Karena itu, ia sepakat upaya-upaya promotif sebagai hal utama yang bisa dilakukan agar bisa menjadikan sehat sebagai suatu pilihan yang mudah. Pilihan antara mengobati yang sakit (kuratif) dan mencegah melalui skrining (preventif) masih menjadi dilema hingga saat ini. Menurut Fatwa, keduanya penting namun agar angka penyakit tidak menular (PTM) benar-benar turun diperlukan satu upaya lagi melalui tindakan promotif. “Promotif bukan melulu kampanye. Ini menyangkut soal lingkungan pendukung hidup sehat yakni ketersediaan makanan atau minuman yang lebih sehat, ruang publik yang mendukung aktivitas fisik, kawasan tanpa rokok yang nyaman, dan informasi gizi yang gampang dipahami,” ujarnya.
Fatwa membandingkan di banyak negara menunjukkan, ketika lingkungan berubah, maka perilaku pun ikut berubah, tanpa perlu menyalahkan pihak mana pun.
Selain itu, diperlukan pendekatan sinergis antar pelaku usaha agar mau diajak berinovasi dengan harapan konsumen mendapat informasi jelas dan pilihan hidup sehat. Sementara dari pemerintah tetap bisa menjaga pelaksanaan kebijakannya secara adil. “Pendek kata, diperlukan pendekatan yang sinergis antara pelaku usaha yang diajak berinovasi sehingga konsumen yang mendapat informasi jelas dan pilihan sehat,” ungkapnya.
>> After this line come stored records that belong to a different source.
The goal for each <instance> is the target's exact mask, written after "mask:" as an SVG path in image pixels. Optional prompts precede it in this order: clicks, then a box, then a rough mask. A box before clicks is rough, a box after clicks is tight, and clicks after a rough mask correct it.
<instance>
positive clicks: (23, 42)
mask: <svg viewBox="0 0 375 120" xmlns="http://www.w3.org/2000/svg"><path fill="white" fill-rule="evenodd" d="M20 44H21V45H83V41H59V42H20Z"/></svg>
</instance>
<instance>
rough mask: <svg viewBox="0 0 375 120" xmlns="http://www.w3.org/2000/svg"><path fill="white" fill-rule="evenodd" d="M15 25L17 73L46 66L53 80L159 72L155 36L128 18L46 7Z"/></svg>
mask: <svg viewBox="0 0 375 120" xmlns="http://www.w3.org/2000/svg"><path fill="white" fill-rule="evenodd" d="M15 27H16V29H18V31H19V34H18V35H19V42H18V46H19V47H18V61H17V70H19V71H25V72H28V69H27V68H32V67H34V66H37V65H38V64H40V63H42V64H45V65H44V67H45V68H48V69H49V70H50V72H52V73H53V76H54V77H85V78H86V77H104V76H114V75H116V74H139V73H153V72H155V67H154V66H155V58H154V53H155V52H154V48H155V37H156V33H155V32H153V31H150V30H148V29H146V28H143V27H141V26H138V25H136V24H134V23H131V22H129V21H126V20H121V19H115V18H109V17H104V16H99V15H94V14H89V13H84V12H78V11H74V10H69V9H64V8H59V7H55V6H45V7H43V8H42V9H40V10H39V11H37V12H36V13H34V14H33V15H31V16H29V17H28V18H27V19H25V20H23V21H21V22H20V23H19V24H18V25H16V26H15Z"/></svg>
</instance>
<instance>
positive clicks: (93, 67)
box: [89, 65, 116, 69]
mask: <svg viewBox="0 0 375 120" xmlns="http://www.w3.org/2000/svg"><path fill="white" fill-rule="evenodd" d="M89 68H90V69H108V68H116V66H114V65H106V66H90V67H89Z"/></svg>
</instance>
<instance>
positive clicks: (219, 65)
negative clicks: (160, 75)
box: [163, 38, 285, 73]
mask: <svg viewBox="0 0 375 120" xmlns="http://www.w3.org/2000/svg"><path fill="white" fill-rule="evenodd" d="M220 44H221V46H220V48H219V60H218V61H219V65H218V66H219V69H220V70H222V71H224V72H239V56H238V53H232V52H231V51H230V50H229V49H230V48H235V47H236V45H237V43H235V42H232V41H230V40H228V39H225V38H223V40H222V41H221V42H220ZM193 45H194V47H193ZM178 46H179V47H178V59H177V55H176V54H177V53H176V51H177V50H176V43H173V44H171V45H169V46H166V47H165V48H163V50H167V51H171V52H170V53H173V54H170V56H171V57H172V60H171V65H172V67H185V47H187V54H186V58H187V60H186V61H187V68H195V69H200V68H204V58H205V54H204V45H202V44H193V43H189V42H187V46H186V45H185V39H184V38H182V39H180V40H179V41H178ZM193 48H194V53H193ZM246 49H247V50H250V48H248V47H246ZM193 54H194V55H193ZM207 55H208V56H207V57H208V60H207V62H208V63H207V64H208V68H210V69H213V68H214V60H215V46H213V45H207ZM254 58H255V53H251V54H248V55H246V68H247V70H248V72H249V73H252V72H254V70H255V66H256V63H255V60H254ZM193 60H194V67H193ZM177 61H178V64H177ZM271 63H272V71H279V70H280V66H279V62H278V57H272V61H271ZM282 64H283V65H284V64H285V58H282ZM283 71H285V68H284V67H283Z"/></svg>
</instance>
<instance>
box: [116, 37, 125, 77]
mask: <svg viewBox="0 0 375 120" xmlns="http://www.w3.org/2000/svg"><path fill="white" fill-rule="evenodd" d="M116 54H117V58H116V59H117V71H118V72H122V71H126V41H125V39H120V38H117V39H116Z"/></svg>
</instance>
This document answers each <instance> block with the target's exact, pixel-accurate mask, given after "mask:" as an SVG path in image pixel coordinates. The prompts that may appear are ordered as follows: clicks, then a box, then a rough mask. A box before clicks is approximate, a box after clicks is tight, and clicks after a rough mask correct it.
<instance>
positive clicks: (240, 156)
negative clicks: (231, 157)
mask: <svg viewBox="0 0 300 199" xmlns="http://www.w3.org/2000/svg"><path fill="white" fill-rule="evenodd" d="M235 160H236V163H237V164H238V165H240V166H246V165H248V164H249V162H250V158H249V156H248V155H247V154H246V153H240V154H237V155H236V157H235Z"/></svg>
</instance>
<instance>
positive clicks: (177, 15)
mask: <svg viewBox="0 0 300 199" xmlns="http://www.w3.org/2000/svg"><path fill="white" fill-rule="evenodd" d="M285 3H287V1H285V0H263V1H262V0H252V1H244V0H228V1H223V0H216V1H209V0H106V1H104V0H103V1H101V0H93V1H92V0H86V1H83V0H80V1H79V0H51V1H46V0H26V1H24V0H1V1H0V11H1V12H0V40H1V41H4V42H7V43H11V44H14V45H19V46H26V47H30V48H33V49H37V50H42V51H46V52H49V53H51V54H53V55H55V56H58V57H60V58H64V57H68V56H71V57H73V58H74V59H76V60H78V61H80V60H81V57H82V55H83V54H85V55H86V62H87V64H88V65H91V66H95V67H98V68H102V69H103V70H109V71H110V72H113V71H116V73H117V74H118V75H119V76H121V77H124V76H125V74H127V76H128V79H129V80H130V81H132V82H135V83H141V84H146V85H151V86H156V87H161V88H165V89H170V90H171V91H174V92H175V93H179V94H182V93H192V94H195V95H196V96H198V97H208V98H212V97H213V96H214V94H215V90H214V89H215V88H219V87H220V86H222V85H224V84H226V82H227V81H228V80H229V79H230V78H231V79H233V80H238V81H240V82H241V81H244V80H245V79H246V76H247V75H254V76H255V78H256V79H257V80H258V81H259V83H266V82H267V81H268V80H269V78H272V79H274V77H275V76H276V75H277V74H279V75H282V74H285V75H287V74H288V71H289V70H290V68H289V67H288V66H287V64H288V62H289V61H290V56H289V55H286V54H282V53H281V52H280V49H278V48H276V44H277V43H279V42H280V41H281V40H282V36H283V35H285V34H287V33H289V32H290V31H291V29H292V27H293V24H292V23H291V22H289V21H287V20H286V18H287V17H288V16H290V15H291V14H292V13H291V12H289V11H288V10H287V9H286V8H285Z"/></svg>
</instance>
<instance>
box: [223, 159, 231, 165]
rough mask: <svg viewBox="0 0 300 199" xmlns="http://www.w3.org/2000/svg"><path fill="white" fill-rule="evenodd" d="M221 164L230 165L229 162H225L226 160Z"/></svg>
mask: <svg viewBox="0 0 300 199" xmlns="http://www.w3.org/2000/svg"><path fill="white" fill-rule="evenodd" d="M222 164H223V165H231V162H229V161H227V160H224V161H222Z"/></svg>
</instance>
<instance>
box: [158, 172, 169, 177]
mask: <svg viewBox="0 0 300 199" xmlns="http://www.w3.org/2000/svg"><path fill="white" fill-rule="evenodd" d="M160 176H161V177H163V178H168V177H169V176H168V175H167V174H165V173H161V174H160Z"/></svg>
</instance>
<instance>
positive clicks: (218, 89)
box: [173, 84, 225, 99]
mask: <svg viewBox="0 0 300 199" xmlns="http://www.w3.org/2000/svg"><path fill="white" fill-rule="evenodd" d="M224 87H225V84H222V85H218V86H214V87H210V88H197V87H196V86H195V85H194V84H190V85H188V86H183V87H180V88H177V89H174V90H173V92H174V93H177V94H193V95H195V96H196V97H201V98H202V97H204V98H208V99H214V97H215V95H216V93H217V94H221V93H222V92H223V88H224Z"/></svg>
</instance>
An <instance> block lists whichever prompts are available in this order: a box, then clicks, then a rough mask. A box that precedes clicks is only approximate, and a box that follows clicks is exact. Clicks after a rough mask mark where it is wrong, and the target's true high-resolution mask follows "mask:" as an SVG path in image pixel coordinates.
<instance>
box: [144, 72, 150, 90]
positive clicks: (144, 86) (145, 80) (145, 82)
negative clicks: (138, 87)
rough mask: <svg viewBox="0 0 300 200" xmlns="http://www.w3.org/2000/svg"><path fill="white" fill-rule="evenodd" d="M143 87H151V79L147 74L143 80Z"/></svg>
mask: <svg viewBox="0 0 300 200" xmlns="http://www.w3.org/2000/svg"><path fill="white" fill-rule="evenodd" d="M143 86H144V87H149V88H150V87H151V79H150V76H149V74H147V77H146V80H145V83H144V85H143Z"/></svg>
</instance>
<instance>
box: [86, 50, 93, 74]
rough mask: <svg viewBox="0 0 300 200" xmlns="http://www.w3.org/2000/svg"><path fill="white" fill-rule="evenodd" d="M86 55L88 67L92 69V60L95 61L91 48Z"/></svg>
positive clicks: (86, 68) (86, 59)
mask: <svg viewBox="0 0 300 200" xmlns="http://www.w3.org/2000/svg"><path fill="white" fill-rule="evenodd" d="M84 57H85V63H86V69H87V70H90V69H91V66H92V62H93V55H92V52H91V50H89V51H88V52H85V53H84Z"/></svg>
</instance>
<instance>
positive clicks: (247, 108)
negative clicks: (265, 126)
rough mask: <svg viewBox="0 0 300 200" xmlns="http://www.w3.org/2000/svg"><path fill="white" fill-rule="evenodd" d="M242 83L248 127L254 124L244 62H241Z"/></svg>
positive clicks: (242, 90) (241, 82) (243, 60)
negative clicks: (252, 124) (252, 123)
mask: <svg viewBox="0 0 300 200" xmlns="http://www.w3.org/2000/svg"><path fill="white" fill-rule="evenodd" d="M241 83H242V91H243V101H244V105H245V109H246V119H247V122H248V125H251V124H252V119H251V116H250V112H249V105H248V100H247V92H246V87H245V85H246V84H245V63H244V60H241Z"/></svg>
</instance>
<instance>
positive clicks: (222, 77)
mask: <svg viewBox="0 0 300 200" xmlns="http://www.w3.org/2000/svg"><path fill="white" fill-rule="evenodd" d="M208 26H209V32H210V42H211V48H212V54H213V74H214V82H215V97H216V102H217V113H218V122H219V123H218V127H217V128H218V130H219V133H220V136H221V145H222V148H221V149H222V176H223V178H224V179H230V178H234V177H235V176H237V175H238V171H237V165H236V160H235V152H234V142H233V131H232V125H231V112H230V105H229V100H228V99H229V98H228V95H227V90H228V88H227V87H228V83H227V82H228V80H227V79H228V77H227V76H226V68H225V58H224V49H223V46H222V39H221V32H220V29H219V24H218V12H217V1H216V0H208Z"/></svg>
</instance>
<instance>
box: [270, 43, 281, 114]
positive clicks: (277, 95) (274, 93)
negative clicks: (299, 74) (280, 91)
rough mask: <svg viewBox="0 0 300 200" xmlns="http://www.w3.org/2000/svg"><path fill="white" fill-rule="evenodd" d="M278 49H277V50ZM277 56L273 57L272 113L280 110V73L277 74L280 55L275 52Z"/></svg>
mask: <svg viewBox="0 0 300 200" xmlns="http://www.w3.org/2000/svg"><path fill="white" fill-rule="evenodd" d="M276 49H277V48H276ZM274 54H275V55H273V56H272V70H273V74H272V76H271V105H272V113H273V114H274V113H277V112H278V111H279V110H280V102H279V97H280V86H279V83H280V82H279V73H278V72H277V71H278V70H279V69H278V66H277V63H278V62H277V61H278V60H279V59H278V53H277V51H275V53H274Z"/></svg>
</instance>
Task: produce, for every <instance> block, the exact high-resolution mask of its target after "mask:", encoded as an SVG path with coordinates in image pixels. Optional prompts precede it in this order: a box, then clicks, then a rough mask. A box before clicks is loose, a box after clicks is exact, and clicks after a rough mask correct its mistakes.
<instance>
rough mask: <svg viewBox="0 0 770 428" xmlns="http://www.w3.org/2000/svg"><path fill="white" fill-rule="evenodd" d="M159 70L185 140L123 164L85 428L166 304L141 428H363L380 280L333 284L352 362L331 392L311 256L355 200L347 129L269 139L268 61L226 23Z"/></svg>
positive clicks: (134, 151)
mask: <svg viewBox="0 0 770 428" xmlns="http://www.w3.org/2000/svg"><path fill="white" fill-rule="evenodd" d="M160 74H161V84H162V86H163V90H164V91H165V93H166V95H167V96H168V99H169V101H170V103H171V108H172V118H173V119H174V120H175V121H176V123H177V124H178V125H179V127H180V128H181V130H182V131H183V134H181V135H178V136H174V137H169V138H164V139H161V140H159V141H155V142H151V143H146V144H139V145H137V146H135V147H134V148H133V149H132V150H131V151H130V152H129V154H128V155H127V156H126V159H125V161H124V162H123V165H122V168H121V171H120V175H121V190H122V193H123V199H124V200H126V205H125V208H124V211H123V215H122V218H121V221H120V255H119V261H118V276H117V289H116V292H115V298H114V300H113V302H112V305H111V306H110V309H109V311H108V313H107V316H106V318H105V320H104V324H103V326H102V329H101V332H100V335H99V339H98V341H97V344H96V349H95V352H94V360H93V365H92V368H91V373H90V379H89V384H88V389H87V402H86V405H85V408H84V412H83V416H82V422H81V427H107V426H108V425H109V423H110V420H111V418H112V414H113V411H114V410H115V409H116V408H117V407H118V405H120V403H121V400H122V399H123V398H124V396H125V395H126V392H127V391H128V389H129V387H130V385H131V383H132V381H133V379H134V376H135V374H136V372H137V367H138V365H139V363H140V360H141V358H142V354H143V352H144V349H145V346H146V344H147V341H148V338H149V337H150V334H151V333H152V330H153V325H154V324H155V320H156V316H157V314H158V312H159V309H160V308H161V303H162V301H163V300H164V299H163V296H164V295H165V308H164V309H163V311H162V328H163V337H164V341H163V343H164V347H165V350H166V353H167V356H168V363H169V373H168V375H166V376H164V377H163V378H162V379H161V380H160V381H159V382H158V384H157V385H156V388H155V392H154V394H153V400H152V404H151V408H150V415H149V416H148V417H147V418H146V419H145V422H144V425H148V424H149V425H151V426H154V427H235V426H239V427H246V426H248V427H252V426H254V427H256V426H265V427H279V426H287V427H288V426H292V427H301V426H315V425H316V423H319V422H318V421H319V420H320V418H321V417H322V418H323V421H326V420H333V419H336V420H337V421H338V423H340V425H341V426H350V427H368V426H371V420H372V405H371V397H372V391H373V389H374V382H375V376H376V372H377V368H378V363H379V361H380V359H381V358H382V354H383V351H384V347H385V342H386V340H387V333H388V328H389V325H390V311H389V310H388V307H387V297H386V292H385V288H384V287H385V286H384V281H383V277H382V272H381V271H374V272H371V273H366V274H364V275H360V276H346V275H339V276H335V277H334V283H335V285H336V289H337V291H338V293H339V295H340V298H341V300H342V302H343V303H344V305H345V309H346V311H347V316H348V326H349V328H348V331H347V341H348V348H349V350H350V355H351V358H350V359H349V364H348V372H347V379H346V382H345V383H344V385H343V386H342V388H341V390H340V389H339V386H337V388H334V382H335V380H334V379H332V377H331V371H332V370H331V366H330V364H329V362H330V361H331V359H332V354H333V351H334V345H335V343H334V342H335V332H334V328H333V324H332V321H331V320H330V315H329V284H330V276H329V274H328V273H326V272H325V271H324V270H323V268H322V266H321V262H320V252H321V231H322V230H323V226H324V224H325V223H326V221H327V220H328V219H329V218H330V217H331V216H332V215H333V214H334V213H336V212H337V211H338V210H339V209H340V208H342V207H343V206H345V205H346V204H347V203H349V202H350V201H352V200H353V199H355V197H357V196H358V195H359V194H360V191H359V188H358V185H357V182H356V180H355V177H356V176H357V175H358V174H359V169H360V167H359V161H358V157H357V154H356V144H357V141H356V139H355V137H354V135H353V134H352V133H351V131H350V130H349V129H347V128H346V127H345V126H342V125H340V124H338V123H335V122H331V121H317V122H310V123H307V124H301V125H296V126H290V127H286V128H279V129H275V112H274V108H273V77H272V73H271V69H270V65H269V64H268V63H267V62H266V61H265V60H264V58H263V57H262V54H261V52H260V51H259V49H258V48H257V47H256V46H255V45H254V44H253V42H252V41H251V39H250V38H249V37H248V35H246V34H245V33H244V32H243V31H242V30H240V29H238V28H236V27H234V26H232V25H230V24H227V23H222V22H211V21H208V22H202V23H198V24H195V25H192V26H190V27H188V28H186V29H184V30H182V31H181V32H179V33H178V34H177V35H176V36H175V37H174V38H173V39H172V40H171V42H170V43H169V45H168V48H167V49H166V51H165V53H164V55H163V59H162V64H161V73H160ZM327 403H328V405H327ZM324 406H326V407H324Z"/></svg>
Fatwa menuturkan ada tiga alasan tindakan promotif perlu didorong untuk menurunkan angka kejadian PTM. Pertama, selain berdampak luas, tindakan promotif dinilai murah dan bersahabat dengan pelaku usaha. Berdampak luas karena kebijakan-kebijakan yang disampaikan dari tindakan promotif menyentuh kehidupan masyarakat keseharian. Misal soal label gizi yang jelas, penggunaan porsi gula yang lebih rendah, soal ruang publik untuk ramah pejalan kaki. Hal-hal semacam ini tentu berdampak pada banyak orang sekaligus. “Akibatnya akan lebih banyak orang yang tetap sehat dalam waktu yang lebih lama. Mati itu pasti, setiap orang akan mati, namun menikmati hidup dengan kualitas hidup yang tinggi dan berakhir dengan masa sakit yang pendek dan mati, tentu menjadi harapan semua orang,” jelasnya.
Kedua, Murah. Menurut Fatwa, saat pilihan yang sehat lebih mudah diakses maka rumah tangga-rumah tangga tak perlu “membeli” kesehatan dengan biaya mahal, melainkan telah menjadi bagian dari gaya hidup kekinian yang menyenangkan. Kemudian ketiga, pemerintah perlu menggandeng pelaku usaha. Pasalnya, kata Fatwa, saat ini dominan jenis usaha yang ramai dan menguntungkan secara bisnis adalah usaha yang tak mendukung kesehatan. “Pemerintah dalam hal ini dapat menetapkan arah dan standar sehingga industri dapat terus berinovasi di dalam koridor terstandar, dan hasilnya pasar sehat, serta membuat ekonomi yang tetap tumbuh,” ucapnya.